Firms owned by investment fund Cerberus raised more than €113m last year in boom-era loans bought from Irish banks and the state after the financial crash.
New York-based Cerberus was one of the biggest buyers of Irish property debt as the Republic and its banks grappled with the long-term consequences of a 2008 crash that left the state in dire straits of a bailout.
Figures recently filed with the Companies Office show that three of the entities Cerberus set up here to buy loans raised a total of €113.6 million from debtors in 2021.
Purchasing the debt allowed the fund to collect repayments due or take control of the properties and other assets used to secure the loans. In most cases, he purchased the liabilities for fractions of the totals actually owed.
Promontoria Finn, which in 2015 paid 305 million euros to Ulster Bank for hundreds of loans secured by homes and businesses, collected 25.8 million euros from debtors last year, according to its accounts.
The company has repaid 21.9 million euros of a loan split 75/25 between JP Morgan Stanley and Austrian lender Bawag. As of December 31, these banks owed 34.8 million euros.
In July 2017, they provided Promontoria Finn with a €197 million senior secured loan, meaning it is secured by the company’s assets and is repayable before any other debt in the event liquidation of the company. The company itself lost €690,000 last year.
Promontoria Aran raised €62.8m in 2021, according to the figures. In 2015, the company paid €1.35 billion to Ulster Bank for loans on secured properties in the Republic, Northern Ireland and Great Britain. Debtors owed the bank a total of £4.8 billion (€5.7 billion).
The company repaid 51.5 million euros of a senior loan to Deutsche Bank, from whom it borrowed 900 million euros to buy the loans. Promontoria Aran then refinanced this debt with the same lender. The company recorded a profit of 3.8 million euros last year.
It also repaid €1 million of a €300 million loan owed to its shareholder, a Dutch subsidiary of Cerberus, Promontoria Holding 128 BV.
Debtors of Promontoria Aran included promoter Mick Wallace, now a Member of the European Parliament, who owed Ulster Bank €2million. During his time as an independent TD, Mr Wallace was a harsh critic of so-called vulture funds.
He pointed to the Project Eagle controversy which Cerberus became embroiled in after paying €1.6bn to the National Asset Management Agency (Nama) for debts owed by borrowers in Northern Ireland.
Questions about the deal have sparked parliamentary inquiries on both sides of the border and a criminal investigation in the North.
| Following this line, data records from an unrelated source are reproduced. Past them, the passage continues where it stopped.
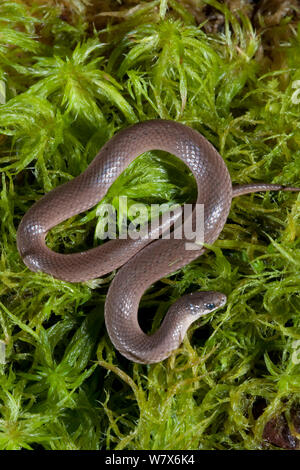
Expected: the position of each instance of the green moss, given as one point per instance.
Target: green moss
(70, 78)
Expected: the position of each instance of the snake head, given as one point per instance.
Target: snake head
(201, 303)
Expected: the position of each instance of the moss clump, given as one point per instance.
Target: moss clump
(71, 76)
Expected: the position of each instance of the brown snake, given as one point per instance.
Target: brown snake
(143, 261)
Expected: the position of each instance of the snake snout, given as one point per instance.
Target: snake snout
(201, 303)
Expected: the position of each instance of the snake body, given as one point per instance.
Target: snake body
(143, 261)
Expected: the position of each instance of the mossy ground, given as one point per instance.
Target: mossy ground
(72, 74)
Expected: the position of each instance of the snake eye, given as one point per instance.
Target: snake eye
(210, 306)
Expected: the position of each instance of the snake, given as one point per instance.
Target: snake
(142, 261)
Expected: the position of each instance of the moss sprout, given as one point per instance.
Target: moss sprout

It emerged that £7million was transferred from Belfast Tughan’s law firm, which worked on the deal, to the Isle of Man and then returned to the firm, which had no knowledge of the deal .
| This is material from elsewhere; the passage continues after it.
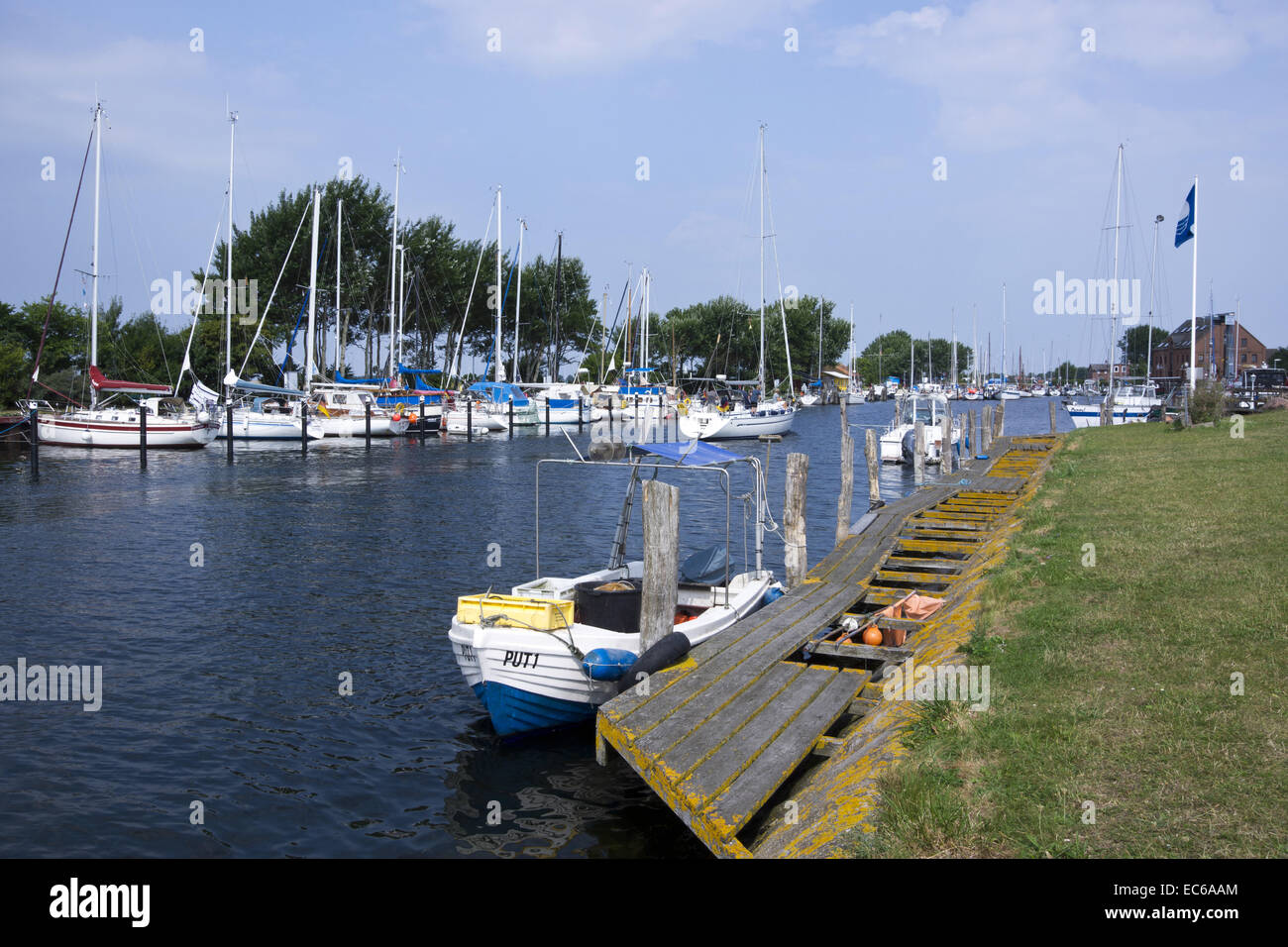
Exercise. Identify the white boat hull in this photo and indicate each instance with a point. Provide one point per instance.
(107, 428)
(531, 681)
(715, 425)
Belfast businessman Frank Cushnahan will stand trial for fraud, while lawyer and former Tughan managing partner Ian Coulter will stand trial for misrepresentation, following the criminal investigation. Both plead not guilty. Cerberus and Nama deny any wrongdoing.
Promontoria Arrow collected 25 million euros from debtors last year, figures show. In 2015, the company paid Nama €739.2 million for home loans mainly in Ireland and Great Britain. The total amount owed on the loans was €6.25 billion.
During the year, Promontoria Arrow repaid €16.6 million on a Deutsche Bank senior secured loan for a total amount of €55.9 million. The company made a profit of €77,830 last year.
Cerberus has given all companies used to buy Irish debt the label “Promontoria”. The US fund holds them all through subsidiaries registered in the Netherlands. Dutch companies and several banks lent them money to buy the loans.
Initially, this allowed Cerberus companies based in Ireland to take advantage of a tax break designed to attract global property investors here.
This allowed these businesses to deduct the cost of borrowing to pay the loans from their tax liabilities, reducing them to negligible amounts.
However, the Oireachtas later amended this provision, Section 110 of the Tax Consolidation Act, closing the loophole for Cerberus and other funds.